COVID aid only masking huge problem for NY | Local Columnists | #insurance | #seniors | #elderly


Little more than a year ago, before COVID blew holes in the state budget, New York already had a $6 billion deficit to close.

The biggest culprit last year, before the virus killed jobs and tax revenues, was larger than anticipated spending on Medicaid, which provides health insurance for low-income and disabled people. New York’s Medicaid spending has grown 26% since 2011, and will reach $80 billion next year, comprising one out of every three dollars in the budget. Since Gov. Cuomo took office, Medicaid enrollment has grown by 2 million to now include 6.9 million people, 35% of the state’s entire population.

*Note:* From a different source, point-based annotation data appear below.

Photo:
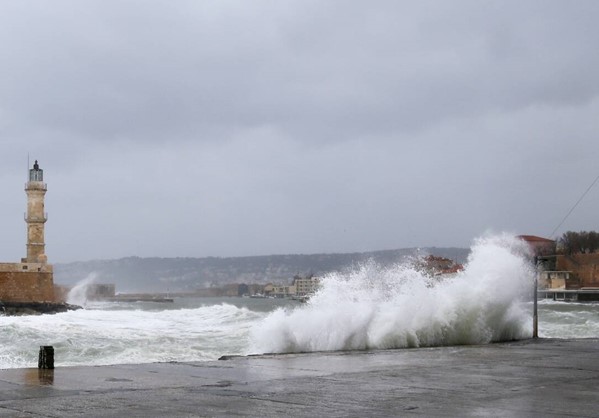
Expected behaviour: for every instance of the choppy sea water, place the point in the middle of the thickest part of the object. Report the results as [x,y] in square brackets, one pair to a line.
[368,307]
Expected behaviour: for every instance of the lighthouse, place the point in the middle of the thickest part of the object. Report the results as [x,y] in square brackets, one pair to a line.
[36,217]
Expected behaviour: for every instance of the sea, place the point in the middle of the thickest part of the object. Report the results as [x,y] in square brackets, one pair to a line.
[366,307]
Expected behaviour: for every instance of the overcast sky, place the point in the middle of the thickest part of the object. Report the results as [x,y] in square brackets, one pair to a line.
[231,128]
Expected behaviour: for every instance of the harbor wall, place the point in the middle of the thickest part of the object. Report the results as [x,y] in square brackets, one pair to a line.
[26,282]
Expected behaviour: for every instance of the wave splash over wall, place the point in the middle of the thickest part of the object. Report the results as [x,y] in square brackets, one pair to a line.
[381,308]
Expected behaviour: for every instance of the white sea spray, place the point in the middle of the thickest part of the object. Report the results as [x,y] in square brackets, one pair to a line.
[377,308]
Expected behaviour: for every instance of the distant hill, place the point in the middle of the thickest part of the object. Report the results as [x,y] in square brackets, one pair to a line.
[135,274]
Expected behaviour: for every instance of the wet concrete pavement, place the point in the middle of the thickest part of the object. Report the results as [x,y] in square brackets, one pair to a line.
[535,378]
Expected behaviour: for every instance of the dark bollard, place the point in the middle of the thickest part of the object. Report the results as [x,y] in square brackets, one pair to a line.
[46,360]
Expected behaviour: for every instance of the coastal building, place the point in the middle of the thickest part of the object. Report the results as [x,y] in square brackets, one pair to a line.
[305,286]
[31,280]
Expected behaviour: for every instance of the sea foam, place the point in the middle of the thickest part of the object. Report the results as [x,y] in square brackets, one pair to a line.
[373,307]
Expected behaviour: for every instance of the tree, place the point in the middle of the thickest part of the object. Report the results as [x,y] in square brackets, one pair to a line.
[583,242]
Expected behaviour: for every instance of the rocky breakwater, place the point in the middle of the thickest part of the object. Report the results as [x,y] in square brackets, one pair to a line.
[9,308]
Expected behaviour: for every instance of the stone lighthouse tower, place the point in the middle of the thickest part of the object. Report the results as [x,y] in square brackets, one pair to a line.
[35,217]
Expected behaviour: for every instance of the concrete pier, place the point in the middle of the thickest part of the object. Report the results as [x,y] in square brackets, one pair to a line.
[533,378]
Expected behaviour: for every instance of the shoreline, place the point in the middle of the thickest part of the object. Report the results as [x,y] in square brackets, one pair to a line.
[542,377]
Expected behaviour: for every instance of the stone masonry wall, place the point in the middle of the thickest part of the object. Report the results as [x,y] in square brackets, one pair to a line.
[17,285]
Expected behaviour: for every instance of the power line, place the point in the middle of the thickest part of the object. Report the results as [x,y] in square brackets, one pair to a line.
[574,207]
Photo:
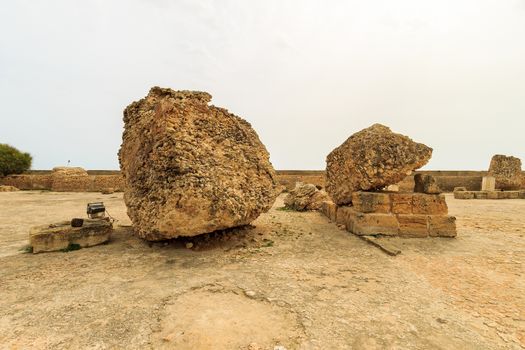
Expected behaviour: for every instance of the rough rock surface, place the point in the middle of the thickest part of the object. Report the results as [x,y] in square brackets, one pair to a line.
[370,160]
[426,184]
[191,168]
[305,197]
[507,171]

It’s not that so many more people have gotten poorer, but that health care costs keep rising and Medicaid has become the default option for long term health care for chronic conditions, especially among older folks, leading families to “spend down” or transfer their assets to qualify. And so the more the population ages and needs services, the more who will sign up for Medicaid.

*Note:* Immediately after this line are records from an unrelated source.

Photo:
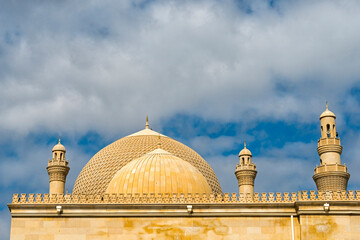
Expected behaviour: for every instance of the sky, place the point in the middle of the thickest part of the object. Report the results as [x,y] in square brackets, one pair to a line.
[210,74]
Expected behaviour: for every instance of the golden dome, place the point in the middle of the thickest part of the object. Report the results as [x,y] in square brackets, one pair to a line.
[59,147]
[158,172]
[100,170]
[245,151]
[327,113]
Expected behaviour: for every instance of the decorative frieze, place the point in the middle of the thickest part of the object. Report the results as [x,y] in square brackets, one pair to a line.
[184,199]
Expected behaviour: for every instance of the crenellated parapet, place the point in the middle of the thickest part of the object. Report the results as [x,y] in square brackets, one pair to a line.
[185,199]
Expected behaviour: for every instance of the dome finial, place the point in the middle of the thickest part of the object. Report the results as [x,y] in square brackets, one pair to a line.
[159,144]
[147,122]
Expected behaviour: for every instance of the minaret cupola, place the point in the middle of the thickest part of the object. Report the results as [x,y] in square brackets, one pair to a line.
[58,168]
[331,175]
[246,172]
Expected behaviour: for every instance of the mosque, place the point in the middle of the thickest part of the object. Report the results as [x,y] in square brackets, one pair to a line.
[149,186]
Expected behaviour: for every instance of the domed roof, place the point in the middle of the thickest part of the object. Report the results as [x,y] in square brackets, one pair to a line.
[245,151]
[59,147]
[100,170]
[327,113]
[158,172]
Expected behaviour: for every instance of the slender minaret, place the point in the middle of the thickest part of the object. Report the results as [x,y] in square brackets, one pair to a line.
[58,169]
[246,172]
[330,175]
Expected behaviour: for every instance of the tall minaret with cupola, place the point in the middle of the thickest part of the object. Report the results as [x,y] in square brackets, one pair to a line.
[58,169]
[246,172]
[331,175]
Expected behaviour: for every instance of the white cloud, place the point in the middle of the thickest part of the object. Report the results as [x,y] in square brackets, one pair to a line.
[74,70]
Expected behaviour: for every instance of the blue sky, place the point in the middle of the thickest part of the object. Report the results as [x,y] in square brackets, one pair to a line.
[211,74]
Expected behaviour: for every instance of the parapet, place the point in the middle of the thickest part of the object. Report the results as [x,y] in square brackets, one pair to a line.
[227,198]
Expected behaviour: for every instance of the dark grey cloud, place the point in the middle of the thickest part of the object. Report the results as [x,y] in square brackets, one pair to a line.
[72,67]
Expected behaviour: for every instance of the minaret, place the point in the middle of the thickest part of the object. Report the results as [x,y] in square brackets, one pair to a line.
[57,169]
[246,172]
[330,175]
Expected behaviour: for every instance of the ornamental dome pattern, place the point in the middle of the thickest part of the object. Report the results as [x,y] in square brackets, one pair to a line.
[158,172]
[102,167]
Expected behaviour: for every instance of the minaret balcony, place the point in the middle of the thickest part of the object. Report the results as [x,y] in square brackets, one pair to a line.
[246,167]
[330,168]
[328,141]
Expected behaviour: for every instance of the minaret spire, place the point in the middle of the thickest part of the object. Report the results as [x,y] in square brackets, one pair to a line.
[331,175]
[147,122]
[246,172]
[58,168]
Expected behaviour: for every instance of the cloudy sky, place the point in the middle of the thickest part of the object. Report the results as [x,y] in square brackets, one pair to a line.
[210,74]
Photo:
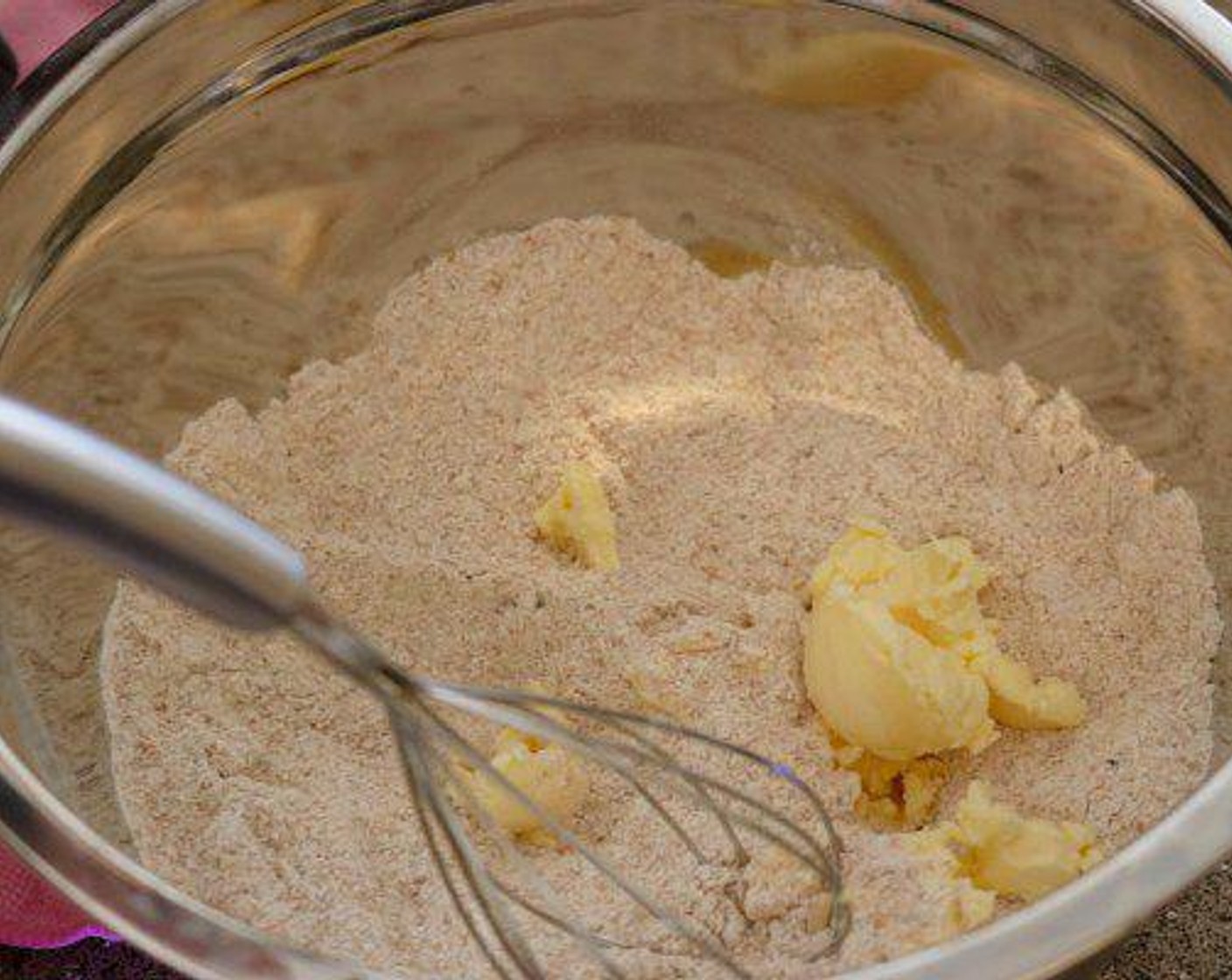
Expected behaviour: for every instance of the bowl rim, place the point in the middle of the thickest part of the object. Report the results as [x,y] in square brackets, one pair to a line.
[1040,941]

Neither private insurance nor Medicare, which the federal government pays for, cover the vast majority of long-term care services. Private long-term care plans exist but are exorbitantly expensive and rarely used. Only Medicaid, which states pay half of through income and property taxes, currently guarantees long-term care coverage, including nursing homes.

This year, after COVID attacked state budgets, President Biden’s American Rescue Plan sent out billions to 50 statehouses to fill gaps, and pledged to temporarily reimburse the lion’s share of the state-federal split costs of Medicaid. In New York, that will help paper over a problem, but only for a little while. In a few years, the $1.9 trillion rescue plan will run out, and New York and other states’ Medicaid bills for giving long term care to the growing elderly population will still be growing, putting ever more strain on income and property taxes that fund states’ budget coffers.

What we need is a federal fix, and a fair, well-considered way to pay for it. Any suggestions?